Last week was Grove City’s Christian Writers Conference on George Herbert. My dad came and spoke and there was a poetry liturgy and I gave a paper and there was a banquet and my brother George sequestered himself and his laptop in a thousand different corners. It was a wonderful time and I am grateful to have had it. There were lots of careful words on truth and beauty, and one cannot have that much goodness poured into ones head without it getting stuck there.

But I don’t know if I’m going to get anything worthwhile out onto the page tonight. We have our windows open, because the air is warm and soft at last. I just got back from the last “Conversation on the Virtues” I’ll be going to with my Classical Ed class. This semester with them has been a tiring, tense, funny, and sweet adventure. I think the world of them, as evidenced by the gratuitous number of hours Megan and I spent making them sugar cookies last week. I’m looking forward to a long summer and a fall semester with a fiction writing independent study, but I will miss these people.

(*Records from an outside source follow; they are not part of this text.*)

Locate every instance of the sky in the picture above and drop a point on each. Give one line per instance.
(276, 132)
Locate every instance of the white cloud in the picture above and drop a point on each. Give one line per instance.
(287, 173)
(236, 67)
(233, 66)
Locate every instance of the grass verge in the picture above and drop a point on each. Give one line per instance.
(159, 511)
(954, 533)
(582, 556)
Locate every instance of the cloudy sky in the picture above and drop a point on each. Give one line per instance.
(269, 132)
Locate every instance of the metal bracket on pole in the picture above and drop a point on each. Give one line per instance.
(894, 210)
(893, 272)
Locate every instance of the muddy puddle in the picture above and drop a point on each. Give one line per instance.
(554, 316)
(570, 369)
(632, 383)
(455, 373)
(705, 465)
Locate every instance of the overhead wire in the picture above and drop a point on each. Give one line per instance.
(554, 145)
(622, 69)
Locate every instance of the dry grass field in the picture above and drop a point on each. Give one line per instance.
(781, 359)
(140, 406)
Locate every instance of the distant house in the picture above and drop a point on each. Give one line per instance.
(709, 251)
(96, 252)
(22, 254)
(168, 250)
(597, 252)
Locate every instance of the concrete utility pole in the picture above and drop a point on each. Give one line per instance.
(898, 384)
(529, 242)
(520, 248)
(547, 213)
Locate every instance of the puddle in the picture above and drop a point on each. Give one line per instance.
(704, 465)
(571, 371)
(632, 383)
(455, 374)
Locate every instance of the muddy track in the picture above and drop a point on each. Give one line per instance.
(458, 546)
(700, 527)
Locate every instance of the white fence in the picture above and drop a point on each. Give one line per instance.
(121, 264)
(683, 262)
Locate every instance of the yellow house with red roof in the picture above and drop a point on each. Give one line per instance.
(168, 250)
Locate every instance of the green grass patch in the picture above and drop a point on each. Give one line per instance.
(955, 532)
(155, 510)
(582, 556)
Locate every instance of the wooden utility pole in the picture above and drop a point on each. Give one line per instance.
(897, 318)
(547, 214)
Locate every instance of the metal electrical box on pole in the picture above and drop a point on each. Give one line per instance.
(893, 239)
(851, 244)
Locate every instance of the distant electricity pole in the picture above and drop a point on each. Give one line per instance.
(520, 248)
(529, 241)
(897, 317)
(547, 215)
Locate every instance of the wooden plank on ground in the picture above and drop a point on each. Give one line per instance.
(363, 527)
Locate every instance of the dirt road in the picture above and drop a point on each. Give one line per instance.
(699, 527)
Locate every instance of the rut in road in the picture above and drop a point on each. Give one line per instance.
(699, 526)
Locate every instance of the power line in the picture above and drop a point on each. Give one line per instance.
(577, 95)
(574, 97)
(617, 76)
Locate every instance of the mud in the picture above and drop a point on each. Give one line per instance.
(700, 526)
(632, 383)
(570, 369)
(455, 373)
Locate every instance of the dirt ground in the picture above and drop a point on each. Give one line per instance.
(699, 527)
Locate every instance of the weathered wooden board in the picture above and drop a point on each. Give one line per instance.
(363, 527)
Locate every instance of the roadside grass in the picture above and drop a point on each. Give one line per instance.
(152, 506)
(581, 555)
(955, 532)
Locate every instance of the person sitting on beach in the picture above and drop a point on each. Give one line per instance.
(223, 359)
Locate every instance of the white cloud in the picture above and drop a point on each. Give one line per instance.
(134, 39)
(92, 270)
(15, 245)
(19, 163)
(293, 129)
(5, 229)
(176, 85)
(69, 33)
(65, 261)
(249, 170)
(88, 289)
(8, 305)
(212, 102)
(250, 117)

I have plenty of friends who are very dear to me, but I am usually best one-on-one. Yet, these kids (or nearly-men-and-women, if you will) are my favorite when we are together, when we are not myself and himself and herself and yourself, but ourselves, sighing and insinuating and reading and asking and contradicting. Actually, at the risk of sounding like I’ve learned precisely what I was supposed to, I’d say we’re learning the awe of neighborliness. I do not know which of us began Samaritans, and which began Jews (or perhaps I do, but I’ll never tell), but I know I have been humbled by unexpected friendships. As Lewis says in The Four Loves, “Who could have deserved it?” Not I.

But this marvelous spread of good company is what has been offered me, so as my friend George Herbert and more importantly, my God, would require, I will not delay, but “sit and eat.”